Internet & Connectivity in Mongolia: SIM Cards, Coverage and Staying Online
2026-06-14

How to get a local SIM, where mobile data actually works, and how to stay reachable once you leave the cities.
Mongolia surprises many travellers: in Ulaanbaatar you will find fast, modern mobile networks, yet a few hours' drive later you may have no signal at all. Understanding how connectivity works here helps you plan, stay reachable and avoid frustration on the road.
Getting a local SIM card
The two main mobile operators are Mobicom and Unitel. Both offer affordable prepaid SIM cards with generous data packages, and coverage between them is broadly similar in populated areas. You can buy a SIM at the airport on arrival, at operator shops in the city, and at many small kiosks and supermarkets.
- Bring your passport, as registration is required to activate a SIM.
- Ask the staff to load a data package for you and test it before you leave the shop.
- If your trip covers remote regions, a SIM from either Mobicom or Unitel is a sensible backup to your home roaming.
Most modern phones work without issue. If your phone supports eSIM, a few travel data providers cover Mongolia, but a physical local SIM is usually cheaper and more reliable.

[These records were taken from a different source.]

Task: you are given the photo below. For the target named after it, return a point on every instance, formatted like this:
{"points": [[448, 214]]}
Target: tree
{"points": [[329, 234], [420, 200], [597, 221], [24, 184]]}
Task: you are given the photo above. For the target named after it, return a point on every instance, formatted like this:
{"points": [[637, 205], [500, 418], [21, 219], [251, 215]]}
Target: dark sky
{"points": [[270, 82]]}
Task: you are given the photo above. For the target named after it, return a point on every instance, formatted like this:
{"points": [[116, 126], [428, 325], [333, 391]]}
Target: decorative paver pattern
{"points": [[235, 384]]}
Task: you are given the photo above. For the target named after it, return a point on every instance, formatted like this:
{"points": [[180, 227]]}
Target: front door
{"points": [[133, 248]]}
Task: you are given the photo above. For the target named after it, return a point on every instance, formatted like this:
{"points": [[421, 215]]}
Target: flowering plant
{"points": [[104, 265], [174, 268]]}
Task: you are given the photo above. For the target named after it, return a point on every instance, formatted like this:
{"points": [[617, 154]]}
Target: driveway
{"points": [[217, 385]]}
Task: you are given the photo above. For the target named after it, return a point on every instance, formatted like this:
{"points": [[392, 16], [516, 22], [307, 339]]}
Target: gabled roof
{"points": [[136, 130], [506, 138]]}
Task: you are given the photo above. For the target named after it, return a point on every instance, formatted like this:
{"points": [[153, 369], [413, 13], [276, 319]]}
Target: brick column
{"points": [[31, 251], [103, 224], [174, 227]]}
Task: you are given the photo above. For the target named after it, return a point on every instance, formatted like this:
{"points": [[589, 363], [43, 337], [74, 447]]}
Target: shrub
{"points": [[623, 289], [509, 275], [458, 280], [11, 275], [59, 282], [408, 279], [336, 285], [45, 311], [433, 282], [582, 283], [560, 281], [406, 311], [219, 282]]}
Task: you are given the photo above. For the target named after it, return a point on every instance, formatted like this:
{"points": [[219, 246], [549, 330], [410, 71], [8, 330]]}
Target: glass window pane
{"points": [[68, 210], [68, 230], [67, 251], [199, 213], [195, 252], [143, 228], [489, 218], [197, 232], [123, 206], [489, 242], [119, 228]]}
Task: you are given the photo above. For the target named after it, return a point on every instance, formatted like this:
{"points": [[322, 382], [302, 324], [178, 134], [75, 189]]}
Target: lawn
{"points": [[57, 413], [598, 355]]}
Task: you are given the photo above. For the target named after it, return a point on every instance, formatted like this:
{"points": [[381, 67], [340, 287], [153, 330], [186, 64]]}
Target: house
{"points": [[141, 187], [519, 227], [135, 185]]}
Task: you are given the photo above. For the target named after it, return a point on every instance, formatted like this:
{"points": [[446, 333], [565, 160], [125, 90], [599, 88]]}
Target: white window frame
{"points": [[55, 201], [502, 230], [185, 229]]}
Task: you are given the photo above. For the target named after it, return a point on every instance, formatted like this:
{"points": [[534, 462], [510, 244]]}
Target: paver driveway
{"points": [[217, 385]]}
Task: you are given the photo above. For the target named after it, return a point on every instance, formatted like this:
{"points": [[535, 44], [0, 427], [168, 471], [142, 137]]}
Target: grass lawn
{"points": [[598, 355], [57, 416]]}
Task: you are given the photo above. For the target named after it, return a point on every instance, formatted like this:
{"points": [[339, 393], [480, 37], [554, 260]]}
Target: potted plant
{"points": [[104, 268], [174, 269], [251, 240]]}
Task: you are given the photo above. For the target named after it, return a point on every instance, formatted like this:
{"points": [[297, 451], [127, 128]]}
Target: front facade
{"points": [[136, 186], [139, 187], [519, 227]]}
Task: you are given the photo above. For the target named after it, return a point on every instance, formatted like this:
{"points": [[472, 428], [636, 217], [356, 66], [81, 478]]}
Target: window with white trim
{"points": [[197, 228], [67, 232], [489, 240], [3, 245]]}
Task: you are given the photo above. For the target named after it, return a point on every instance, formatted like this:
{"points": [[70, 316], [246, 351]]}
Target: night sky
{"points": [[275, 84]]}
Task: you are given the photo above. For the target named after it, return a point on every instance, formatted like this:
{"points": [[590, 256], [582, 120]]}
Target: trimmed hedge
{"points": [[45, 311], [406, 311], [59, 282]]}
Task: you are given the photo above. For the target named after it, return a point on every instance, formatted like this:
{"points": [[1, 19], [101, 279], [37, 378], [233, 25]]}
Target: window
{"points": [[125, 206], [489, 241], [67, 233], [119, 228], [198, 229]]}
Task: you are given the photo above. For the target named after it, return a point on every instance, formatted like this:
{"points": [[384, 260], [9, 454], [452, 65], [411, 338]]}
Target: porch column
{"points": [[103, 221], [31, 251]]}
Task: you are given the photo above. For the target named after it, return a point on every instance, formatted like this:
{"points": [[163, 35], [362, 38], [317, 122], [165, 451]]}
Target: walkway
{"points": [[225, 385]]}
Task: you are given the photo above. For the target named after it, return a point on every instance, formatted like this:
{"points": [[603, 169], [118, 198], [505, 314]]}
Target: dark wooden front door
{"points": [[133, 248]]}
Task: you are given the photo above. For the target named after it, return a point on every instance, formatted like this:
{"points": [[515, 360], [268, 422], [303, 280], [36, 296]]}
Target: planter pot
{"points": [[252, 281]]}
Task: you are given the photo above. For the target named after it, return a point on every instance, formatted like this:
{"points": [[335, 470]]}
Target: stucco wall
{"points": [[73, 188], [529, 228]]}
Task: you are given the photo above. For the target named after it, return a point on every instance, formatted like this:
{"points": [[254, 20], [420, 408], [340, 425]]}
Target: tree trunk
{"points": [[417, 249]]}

Coverage: cities versus countryside
In Ulaanbaatar and provincial centres, 4G is widely available and generally fast enough for video calls, maps and uploading photos. The same is true in larger towns such as Kharkhorin near the old capital of Erdene Zuu.
Once you head into the countryside, the picture changes. Across the Gobi, the Orkhon valley, Khövsgöl and the western mountains of Bayan-Ölgii and the Altai, you can expect signal near settlements (sums) and weak or no coverage in between. Popular areas like Terelj, relatively close to the capital, are usually well covered, while deep-desert spots near Khongor or the canyons of Yoliin Am may have little to none.

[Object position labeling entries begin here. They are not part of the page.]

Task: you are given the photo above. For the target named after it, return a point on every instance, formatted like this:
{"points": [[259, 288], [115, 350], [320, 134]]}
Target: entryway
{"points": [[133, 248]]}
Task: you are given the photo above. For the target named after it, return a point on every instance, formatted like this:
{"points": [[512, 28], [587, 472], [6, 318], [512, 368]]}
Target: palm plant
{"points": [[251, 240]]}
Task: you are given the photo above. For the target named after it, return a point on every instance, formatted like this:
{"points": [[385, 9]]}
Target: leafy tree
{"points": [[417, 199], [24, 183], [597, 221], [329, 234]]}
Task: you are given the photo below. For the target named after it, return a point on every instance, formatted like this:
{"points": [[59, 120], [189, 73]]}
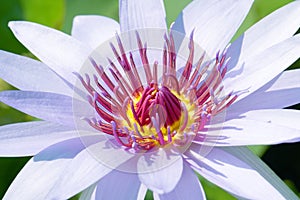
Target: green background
{"points": [[283, 159]]}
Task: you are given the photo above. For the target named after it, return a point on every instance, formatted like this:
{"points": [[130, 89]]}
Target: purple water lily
{"points": [[150, 119]]}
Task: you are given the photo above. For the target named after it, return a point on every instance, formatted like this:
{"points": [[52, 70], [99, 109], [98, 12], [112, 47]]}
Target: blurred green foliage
{"points": [[59, 14]]}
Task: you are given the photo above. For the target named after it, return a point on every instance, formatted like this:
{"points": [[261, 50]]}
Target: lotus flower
{"points": [[152, 117]]}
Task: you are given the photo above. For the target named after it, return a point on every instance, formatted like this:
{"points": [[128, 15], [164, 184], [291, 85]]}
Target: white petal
{"points": [[169, 174], [87, 168], [42, 172], [29, 138], [118, 185], [257, 127], [136, 14], [28, 74], [275, 28], [142, 192], [215, 22], [241, 174], [62, 53], [188, 187], [89, 193], [260, 69], [47, 106], [94, 30], [284, 91]]}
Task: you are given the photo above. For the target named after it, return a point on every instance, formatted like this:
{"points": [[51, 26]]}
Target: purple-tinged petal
{"points": [[87, 168], [29, 138], [118, 185], [89, 193], [28, 74], [94, 30], [215, 22], [260, 69], [284, 91], [281, 24], [62, 53], [188, 187], [142, 192], [241, 174], [169, 174], [136, 14], [44, 171], [47, 106], [257, 127]]}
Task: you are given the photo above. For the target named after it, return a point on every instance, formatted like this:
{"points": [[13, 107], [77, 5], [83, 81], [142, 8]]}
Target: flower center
{"points": [[169, 110]]}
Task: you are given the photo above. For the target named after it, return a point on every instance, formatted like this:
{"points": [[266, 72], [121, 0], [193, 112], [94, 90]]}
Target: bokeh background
{"points": [[58, 14]]}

What this means in practice
- Treat connectivity as occasional, not constant, once you leave paved roads.
- Send important messages whenever you pass through a town.
- Tell family or colleagues in advance that you may be offline for a day or more.
Wi-Fi in ger camps and hotels
City hotels in Ulaanbaatar offer reliable Wi-Fi. Tourist ger camps increasingly provide Wi-Fi in the main restaurant or reception ger, though speeds are modest and the connection can be shared among many guests. Treat it as enough for messaging and email rather than streaming. In the most remote camps, satellite-based internet is appearing but should not be assumed.
Staying reachable on tour
If you travel with a guide or driver, they almost always carry a phone and know which network performs best in each region. This is one of the quiet advantages of a guided trip: your team can relay messages, call ahead to camps and reach help if needed, even when your own phone shows no bars.
- Keep a power bank charged; vehicle charging is common but not guaranteed.
- Save key contacts and your itinerary offline.
- Consider sharing your route with someone at home before departure.
Offline maps and apps
Because coverage is patchy, offline maps are essential. Download your route and regions in advance using an app such as Maps.me or Google Maps offline areas while you still have Wi-Fi. Translation apps with offline language packs are also useful, as English is limited outside the capital.
For busy periods like Naadam from 11 to 13 July, networks in Ulaanbaatar can be congested, so download tickets, addresses and confirmations beforehand. With a little preparation, you can enjoy Mongolia's vast, quiet landscapes without worrying about whether you have a signal.